Dmitri Muratow: Zeuge der "Bestrahlung mit Propaganda"
"Ich bin Zeuge davon, wie ein ganzes Volk, unser Volk, im 21. Jahrhundert einem geglückten Experiment unterzogen wurde: Der Bestrahlung mit Propaganda", sagt der Journalist. "In Abwesenheit unabhängiger Medien beginnt die Propaganda immer, einen Krieg vorzubereiten. Propaganda ist der Koch des Krieges. Propaganda ist der Krieg selbst."
Und die Propaganda läuft in Russland derzeit auf Hochtouren, vor allem im Staatsfernsehen, das für die große Mehrheit der Menschen immer noch die Haupt-Informationsquelle ist. Die Strategie des Kremls scheint aufzugehen, sagt die russische Kommunikationswissenschaftlerin Anna Litvinenko, die an der Freien Universität in Berlin lehrt: "Wie viele andere Kommunikationswissenschaftler war ich selbst sehr überrascht, dass es möglich ist, eine Öffentlichkeit, die eigentlich immer diese Insel der Pressefreiheit hatte, auf diese Weise gleichzuschalten."
Propaganda in Russland: Zwei geschichtliche Narrative werden für Feindbilder benutzt
In Beiträgen, Moderationen und Talkshows im Staatsfernsehen ist immer wieder die Rede von den "Radikalen in Kiew" und davon, dass eine Denazifizierung und Entmilitarisierung der Ukraine nötig sei.

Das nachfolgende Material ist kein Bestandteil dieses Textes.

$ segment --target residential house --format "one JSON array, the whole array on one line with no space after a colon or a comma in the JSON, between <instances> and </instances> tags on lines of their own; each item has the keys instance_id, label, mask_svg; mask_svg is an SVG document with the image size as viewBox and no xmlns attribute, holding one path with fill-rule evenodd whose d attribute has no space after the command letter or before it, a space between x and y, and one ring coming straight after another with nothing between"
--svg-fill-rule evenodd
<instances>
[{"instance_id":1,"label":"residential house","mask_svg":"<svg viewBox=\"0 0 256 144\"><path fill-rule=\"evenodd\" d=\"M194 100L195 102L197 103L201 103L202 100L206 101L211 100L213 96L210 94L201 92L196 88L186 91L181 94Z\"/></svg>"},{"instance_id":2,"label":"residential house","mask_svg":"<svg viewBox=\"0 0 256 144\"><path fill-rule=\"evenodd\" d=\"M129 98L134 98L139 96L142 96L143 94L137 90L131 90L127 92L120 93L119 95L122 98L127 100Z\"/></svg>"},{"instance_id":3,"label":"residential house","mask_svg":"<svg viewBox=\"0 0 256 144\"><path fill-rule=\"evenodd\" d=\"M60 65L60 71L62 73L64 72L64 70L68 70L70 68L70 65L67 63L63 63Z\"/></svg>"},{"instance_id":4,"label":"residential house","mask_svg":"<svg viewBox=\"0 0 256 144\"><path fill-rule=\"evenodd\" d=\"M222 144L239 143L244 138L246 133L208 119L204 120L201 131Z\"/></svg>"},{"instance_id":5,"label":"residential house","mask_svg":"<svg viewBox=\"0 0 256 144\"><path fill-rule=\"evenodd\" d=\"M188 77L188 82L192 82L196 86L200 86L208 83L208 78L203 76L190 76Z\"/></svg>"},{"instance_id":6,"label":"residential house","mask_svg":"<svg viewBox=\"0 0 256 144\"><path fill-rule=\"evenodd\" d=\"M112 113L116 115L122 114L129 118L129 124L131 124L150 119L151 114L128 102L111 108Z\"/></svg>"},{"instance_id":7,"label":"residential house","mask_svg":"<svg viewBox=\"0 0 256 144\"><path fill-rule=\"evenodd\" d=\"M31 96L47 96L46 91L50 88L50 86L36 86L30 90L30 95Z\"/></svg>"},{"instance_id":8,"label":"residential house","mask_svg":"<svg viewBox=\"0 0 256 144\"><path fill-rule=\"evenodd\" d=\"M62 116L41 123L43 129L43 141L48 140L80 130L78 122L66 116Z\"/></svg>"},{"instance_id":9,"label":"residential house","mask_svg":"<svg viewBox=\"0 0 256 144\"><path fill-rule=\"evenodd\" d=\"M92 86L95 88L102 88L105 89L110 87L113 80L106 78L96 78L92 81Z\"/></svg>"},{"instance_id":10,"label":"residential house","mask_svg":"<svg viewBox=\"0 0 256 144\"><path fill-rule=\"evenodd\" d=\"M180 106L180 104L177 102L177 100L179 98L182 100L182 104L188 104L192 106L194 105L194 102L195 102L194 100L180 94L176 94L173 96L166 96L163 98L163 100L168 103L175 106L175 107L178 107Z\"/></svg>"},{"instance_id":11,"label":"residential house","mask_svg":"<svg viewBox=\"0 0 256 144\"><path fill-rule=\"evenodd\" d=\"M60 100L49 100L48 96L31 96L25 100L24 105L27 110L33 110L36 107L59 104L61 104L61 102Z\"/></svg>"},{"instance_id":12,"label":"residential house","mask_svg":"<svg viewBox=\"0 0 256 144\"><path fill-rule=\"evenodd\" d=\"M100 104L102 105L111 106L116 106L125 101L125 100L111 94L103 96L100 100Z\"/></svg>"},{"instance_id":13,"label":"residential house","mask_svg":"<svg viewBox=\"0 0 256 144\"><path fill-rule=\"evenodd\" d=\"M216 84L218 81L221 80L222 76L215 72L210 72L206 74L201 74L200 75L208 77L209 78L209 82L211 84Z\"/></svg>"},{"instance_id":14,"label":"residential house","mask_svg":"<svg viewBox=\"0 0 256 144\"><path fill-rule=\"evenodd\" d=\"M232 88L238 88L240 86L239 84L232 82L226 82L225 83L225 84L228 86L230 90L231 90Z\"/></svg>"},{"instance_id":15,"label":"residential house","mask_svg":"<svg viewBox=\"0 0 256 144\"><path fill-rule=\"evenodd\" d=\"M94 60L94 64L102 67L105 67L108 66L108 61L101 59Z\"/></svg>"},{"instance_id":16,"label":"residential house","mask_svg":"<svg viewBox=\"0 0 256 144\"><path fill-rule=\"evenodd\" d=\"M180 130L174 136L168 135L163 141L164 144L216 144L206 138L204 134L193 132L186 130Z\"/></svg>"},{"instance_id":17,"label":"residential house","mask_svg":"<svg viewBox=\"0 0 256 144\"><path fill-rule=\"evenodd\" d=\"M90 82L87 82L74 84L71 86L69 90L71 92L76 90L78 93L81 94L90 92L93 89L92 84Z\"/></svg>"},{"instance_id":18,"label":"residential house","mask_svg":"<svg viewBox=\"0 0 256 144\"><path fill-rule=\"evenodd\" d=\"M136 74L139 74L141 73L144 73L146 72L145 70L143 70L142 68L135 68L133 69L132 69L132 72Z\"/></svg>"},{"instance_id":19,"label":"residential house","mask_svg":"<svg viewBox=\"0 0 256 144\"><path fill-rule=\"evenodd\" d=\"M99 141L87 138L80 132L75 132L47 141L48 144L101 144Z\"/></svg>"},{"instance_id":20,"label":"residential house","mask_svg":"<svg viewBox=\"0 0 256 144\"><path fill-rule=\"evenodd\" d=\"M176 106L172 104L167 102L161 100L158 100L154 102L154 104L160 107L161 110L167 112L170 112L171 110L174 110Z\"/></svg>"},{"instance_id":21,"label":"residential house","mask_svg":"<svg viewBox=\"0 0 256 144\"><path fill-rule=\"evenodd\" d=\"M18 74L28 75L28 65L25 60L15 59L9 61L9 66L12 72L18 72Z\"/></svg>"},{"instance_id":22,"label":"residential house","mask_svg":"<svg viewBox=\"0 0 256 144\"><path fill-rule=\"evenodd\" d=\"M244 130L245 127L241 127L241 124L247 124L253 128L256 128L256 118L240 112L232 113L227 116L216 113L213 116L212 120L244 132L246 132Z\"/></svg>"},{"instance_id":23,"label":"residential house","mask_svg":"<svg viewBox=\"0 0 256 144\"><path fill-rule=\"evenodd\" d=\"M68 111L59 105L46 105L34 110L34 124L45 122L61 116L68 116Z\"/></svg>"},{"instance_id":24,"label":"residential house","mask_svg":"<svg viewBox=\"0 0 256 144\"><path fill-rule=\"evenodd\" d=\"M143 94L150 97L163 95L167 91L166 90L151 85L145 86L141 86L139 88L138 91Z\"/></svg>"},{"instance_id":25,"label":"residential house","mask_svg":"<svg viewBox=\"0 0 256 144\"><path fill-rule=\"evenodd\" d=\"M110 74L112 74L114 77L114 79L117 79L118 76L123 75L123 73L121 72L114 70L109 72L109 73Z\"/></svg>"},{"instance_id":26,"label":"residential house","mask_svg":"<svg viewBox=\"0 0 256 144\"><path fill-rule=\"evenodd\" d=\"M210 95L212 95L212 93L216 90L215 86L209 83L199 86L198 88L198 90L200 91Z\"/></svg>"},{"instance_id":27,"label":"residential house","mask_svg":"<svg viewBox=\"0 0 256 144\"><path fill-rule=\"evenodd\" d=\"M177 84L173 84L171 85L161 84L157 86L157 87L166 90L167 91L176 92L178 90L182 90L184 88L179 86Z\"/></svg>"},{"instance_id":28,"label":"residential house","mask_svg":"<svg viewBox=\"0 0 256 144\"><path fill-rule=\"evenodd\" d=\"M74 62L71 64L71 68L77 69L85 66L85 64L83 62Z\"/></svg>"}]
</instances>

Und dem Land wird sogar das Existenzrecht als richtiger Staat abgesprochen. Dahinter stecke eine jahrelange Propaganda-Strategie, so Litvinenko.
"Es gibt zwei geschichtliche Ereignisse, die seit Jahren konsequent durch Putins Regime instrumentalisiert werden", so die Kommunikationswissenschaftlerin. "Zum einen der Zweite Weltkrieg mit dem Sieg am Ende, wo die ganzen Narrative zur Entnazifizierung und Entmilitarisierung herkommen, und zum anderen der Zerfall der Sowjetunion. Beide Ereignisse werden benutzt, um Feindbilder zu schaffen."
Auswirkungen von Propaganda: Fast immun gegen andere Informationen
Wer über Jahre hinweg Propaganda ausgesetzt sei, der werde irgendwann fast immun gegen andere Informationen. Man höre auf, sie zu suchen und anzunehmen, so Litvinenko. "Ich beobachte da einen psychologischen Schutzmechanismus, wodurch die Menschen sich einfach weigern, hinzuschauen oder Information aufzunehmen, die ihre Welt zusammenbrechen lassen würden."
Für die Pressefreiheit in Russland sehe es derzeit düster aus, sagt Litvinenko. Denn Medien wie die "Nowaja Gaseta" hatten zwar ein kleines Publikum, aber deren Leser gehörten zur intellektuellen Elite des Landes, von der Wandel ausgehe könne.
Muratows Prognose: "jahrzehntelanger Zustand der Feindseligkeit"
Der Chefredakteur der "Nowaja Gaseta" rechnet damit, dass der Krieg und die Propaganda Russland in einen "jahrzehntelangen Zustand der Feindseligkeit" mit der Ukraine und weiten Teilen der Welt versetzten. Muratow wird nun Mitte Mai seine Medaille, die er zum Friedensnobelpreis erhielt, versteigern - zugunsten von Menschen, die vor dem Krieg in der Ukraine geflohen sind. Für ihn sei es eine Sache, die er tun kann, damit er sich nicht vollkommen hilflos fühle.